The company also announced it is on track to achieve its previously stated 2014 annual average production target of approximately 1,600 Mboed from continuing operations, including 50 Mboed from Libya. The company expects to achieve growth in its Lower 48, Canada, Europe and Asia-Pacific regions. Key sources of growth in 2014 include:

• Ramp-up of major project startups at Christina Lake Phase E, Ekofisk South, Jasmine, Siakap North-Petai and Gumusut.
• Ongoing production increases from development drilling programs in the Eagle Ford, Bakken and conventional Permian plays.

The capital budget includes funding for base maintenance, development drilling programs, major projects, and exploration and appraisal spending, as well as corporate expenditures. The allocations to these categories are generally consistent with the company’s long-term guidance. The key categories of capital spending are as follows:

Base Maintenance

Approximately 13% of the capital budget is allocated for maintenance of the company’s high-quality legacy base portfolio, including 2014 planned turnarounds.

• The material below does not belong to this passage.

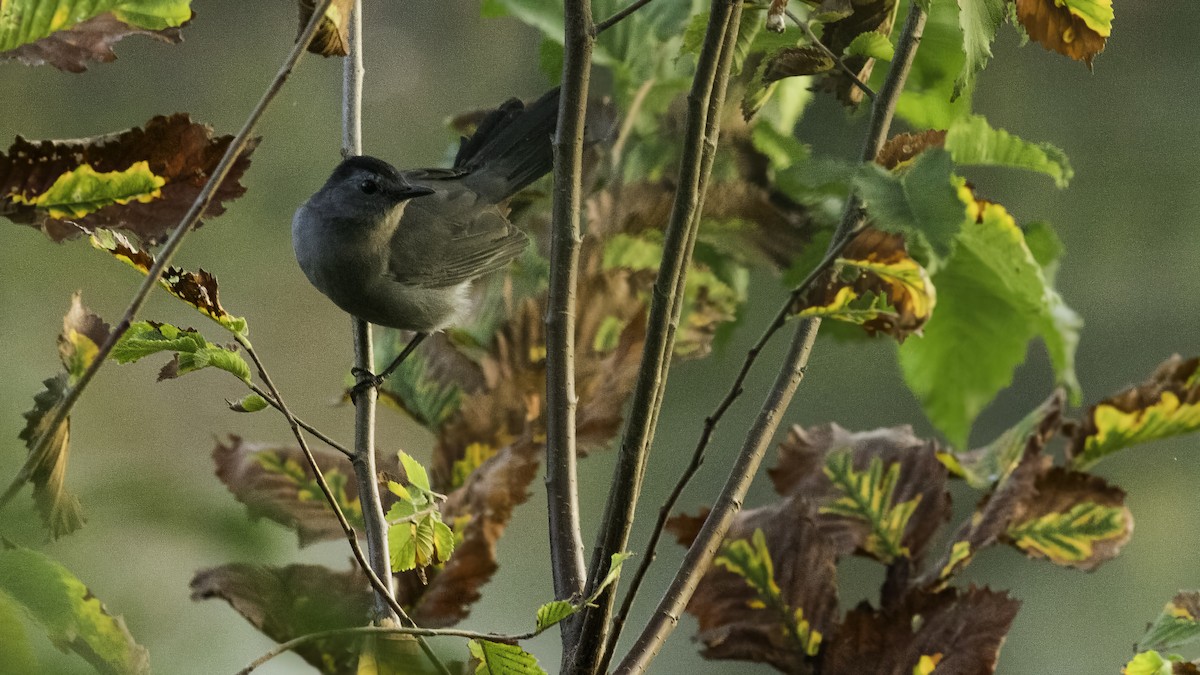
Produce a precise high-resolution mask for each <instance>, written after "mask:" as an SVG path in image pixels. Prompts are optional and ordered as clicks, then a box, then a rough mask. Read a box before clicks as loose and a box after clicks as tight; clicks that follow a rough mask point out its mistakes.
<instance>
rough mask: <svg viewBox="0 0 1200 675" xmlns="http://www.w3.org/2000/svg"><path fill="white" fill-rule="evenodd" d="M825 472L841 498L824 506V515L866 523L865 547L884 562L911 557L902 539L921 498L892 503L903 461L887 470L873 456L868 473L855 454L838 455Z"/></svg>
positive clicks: (876, 457)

Development Drilling Programs

Approximately 39% of the capital budget is allocated to the company’s high-margin development drilling programs, with approximately 90% targeted toward North America. Growth from these development drilling programs should account for 600 Mboed of production by 2017, and offsets normal field decline from the company’s producing assets.

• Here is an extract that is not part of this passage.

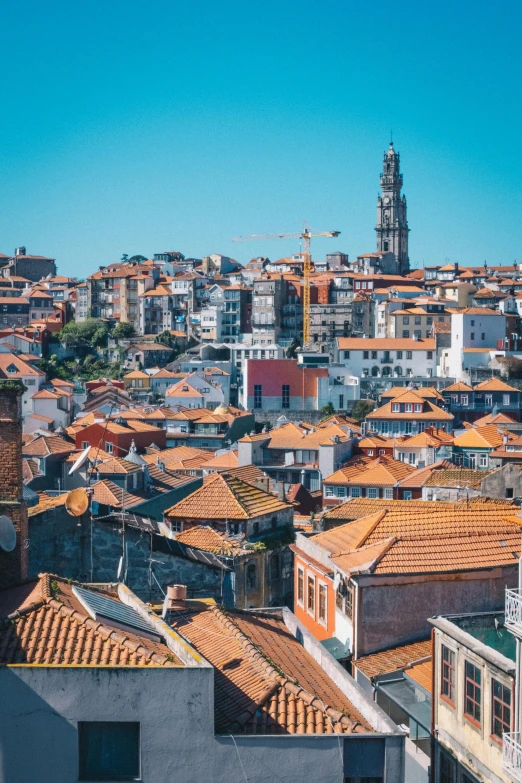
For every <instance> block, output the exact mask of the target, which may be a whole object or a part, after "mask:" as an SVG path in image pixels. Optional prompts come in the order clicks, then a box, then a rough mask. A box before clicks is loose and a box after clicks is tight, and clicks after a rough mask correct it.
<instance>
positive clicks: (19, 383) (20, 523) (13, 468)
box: [0, 381, 28, 588]
mask: <svg viewBox="0 0 522 783" xmlns="http://www.w3.org/2000/svg"><path fill="white" fill-rule="evenodd" d="M22 394H23V386H22V384H21V383H18V382H17V381H0V422H1V430H2V436H1V437H0V516H6V517H8V518H9V519H10V520H11V522H12V523H13V525H14V528H15V531H16V544H15V547H14V549H12V550H11V551H7V549H6V548H5V547H2V542H1V540H0V588H2V587H10V586H12V585H15V584H17V582H20V581H21V580H22V579H25V578H26V577H27V549H26V548H25V544H26V541H27V538H28V522H27V505H26V503H25V501H24V500H23V486H24V485H23V477H22V402H21V400H22Z"/></svg>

• Approximately two-thirds of development drilling program funds will be spent in the Lower 48, primarily targeting development in the liquids-rich, unconventional plays in the Eagle Ford, Bakken and Niobrara, as well as conventional and unconventional plays in the Permian.
• The remaining one-third is targeted toward other conventional and unconventional opportunities, mainly in Alaska, Canada, Norway and Western Australia.

Major Projects

Approximately 35% of the capital budget is focused on the company’s sanctioned major growth projects globally. In line with company expectations, 2014 reflects peak spending for the APLNG project in Australia and ongoing high levels of spend at Surmont Phase 2. Sanctioned major projects are expected to account for 400 Mboed of production by 2017.

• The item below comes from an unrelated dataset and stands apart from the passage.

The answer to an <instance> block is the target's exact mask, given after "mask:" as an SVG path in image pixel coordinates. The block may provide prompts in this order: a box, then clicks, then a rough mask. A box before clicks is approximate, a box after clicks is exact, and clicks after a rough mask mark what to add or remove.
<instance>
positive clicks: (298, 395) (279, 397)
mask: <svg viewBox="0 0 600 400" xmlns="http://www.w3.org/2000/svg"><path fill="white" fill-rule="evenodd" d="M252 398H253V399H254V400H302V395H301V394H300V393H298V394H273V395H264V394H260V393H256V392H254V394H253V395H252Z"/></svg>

• In Canada, activity will continue at Surmont Phase 2, with first production expected in 2015. Through the FCCL business venture there will be ongoing expansion at Foster Creek at phases F, G and H; and Christina Lake Phase F.
• In Europe, investments will focus on Eldfisk II in the Norwegian North Sea, as well as the Britannia Long-term Compression and Clair Ridge developments in the U.K.
• In the Asia-Pacific region, capital will primarily be allocated to the APLNG joint venture, which will see peak spending in 2014 in preparation for first LNG expected in mid-2015. Funding will also target offshore developments in Malaysia, including construction at the Kebabangan and Malikai projects.

Exploration and Appraisal

Approximately 13% of the capital budget is allocated toward the company’s exploration and appraisal program. Approximately 60% is allocated toward conventional exploration, with the remaining 40% targeting unconventional opportunities.

• In conventional exploration, funding will support an operated drilling program in the Gulf of Mexico, as well as continuing appraisal of several discoveries at Coronado, Shenandoah and Tiber. Internationally, ConocoPhillips will begin its operated drilling program offshore Angola, where a four-well program is scheduled to begin in 2014. Drilling is also scheduled to commence offshore Senegal by mid-2014. Additional conventional activity is planned for appraisal drilling in the U.K. at Clair and at Australia’s Browse basin.
• In unconventional exploration, capital will be targeted toward liquids-rich shale plays in the Lower 48 and Canada. Exploration and appraisal activity will focus on the Niobrara and Permian in the Lower 48, and the Canol, Duvernay and Montney plays in Canada.  Internationally, unconventional exploration spending will be directed toward Colombia, Poland and China.